Another passage of Scripture which has been a staple in my life is Psalm 23. This passage uses the metaphor of a sheep with its shepherd. God promises us that we will lack nothing even while passing through life threatening circumstances. There have been so many times over the past four years that due to unemployment, a heart condition and unhappiness, it looked to me like I was lacking in quite a bit. Those were the times I was leaning on my understanding and trusting with none of my heart.

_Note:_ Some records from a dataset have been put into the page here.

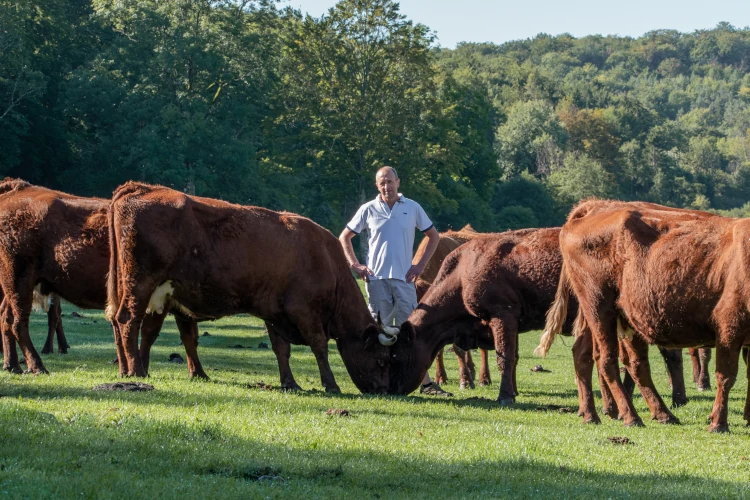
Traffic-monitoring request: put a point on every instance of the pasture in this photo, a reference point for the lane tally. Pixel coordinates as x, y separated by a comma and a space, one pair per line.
232, 437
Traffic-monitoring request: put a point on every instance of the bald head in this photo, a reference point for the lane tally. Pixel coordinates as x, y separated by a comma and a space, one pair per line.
387, 182
385, 170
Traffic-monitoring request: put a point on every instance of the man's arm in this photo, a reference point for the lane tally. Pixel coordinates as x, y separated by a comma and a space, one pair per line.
345, 238
433, 238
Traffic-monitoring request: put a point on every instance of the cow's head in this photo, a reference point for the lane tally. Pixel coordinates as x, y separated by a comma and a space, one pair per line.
367, 357
409, 362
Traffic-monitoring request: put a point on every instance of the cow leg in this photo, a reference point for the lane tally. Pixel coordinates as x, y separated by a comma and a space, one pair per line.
673, 360
10, 353
129, 318
465, 367
49, 346
62, 342
641, 371
189, 334
150, 329
609, 406
583, 361
319, 347
704, 377
440, 376
283, 350
20, 304
505, 331
484, 369
604, 334
695, 363
727, 363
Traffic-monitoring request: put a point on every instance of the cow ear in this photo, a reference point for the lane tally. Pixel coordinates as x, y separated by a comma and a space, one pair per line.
408, 335
371, 338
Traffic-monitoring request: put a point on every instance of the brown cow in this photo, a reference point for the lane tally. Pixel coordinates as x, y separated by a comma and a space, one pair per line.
700, 359
488, 291
51, 306
449, 241
57, 243
677, 276
209, 258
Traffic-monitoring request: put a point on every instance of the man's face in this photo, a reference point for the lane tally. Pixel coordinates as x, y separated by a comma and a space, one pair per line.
387, 184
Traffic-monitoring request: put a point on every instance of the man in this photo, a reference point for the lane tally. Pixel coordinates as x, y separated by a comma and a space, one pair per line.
389, 274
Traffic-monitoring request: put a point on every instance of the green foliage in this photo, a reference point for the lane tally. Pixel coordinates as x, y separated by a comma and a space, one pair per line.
249, 103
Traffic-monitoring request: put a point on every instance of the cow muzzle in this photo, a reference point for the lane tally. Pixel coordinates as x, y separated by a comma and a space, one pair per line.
389, 336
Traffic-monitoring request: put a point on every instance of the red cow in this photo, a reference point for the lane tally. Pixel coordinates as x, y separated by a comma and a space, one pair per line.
209, 258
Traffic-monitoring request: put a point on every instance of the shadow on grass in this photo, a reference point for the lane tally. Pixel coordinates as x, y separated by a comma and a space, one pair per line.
91, 458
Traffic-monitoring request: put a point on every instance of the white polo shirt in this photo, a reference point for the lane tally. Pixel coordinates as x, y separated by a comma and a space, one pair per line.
391, 234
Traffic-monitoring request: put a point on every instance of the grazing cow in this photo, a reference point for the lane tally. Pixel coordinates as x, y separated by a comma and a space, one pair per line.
677, 277
488, 290
449, 241
57, 244
209, 258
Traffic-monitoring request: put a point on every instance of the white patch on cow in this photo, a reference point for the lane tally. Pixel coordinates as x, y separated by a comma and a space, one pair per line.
159, 298
40, 302
624, 332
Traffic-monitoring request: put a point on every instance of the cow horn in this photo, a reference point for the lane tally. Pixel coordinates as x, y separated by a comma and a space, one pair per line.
387, 340
389, 335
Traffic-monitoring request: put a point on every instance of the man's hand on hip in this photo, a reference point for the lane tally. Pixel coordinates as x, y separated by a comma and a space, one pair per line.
413, 273
362, 271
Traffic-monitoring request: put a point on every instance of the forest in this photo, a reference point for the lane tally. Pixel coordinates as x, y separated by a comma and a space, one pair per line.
258, 104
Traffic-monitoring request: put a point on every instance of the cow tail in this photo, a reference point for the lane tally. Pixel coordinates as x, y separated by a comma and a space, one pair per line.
556, 315
113, 299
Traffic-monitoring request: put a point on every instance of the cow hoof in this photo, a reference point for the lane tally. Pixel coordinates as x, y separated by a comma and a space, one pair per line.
612, 413
718, 428
636, 422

The happy ending here is that God is so merciful to us. He opens doors and grants desires not because we deserve it but because He is merciful. I have been accepted to a teacher prep program in the great state of Texas. I have an opportunity to support my sister’s family in what God has called them to be and to do. I have the opportunity love my nieces and teach them how to love chocolate and ponies but most importantly how to love God. And I have the opportunity to love a room full of eight year olds.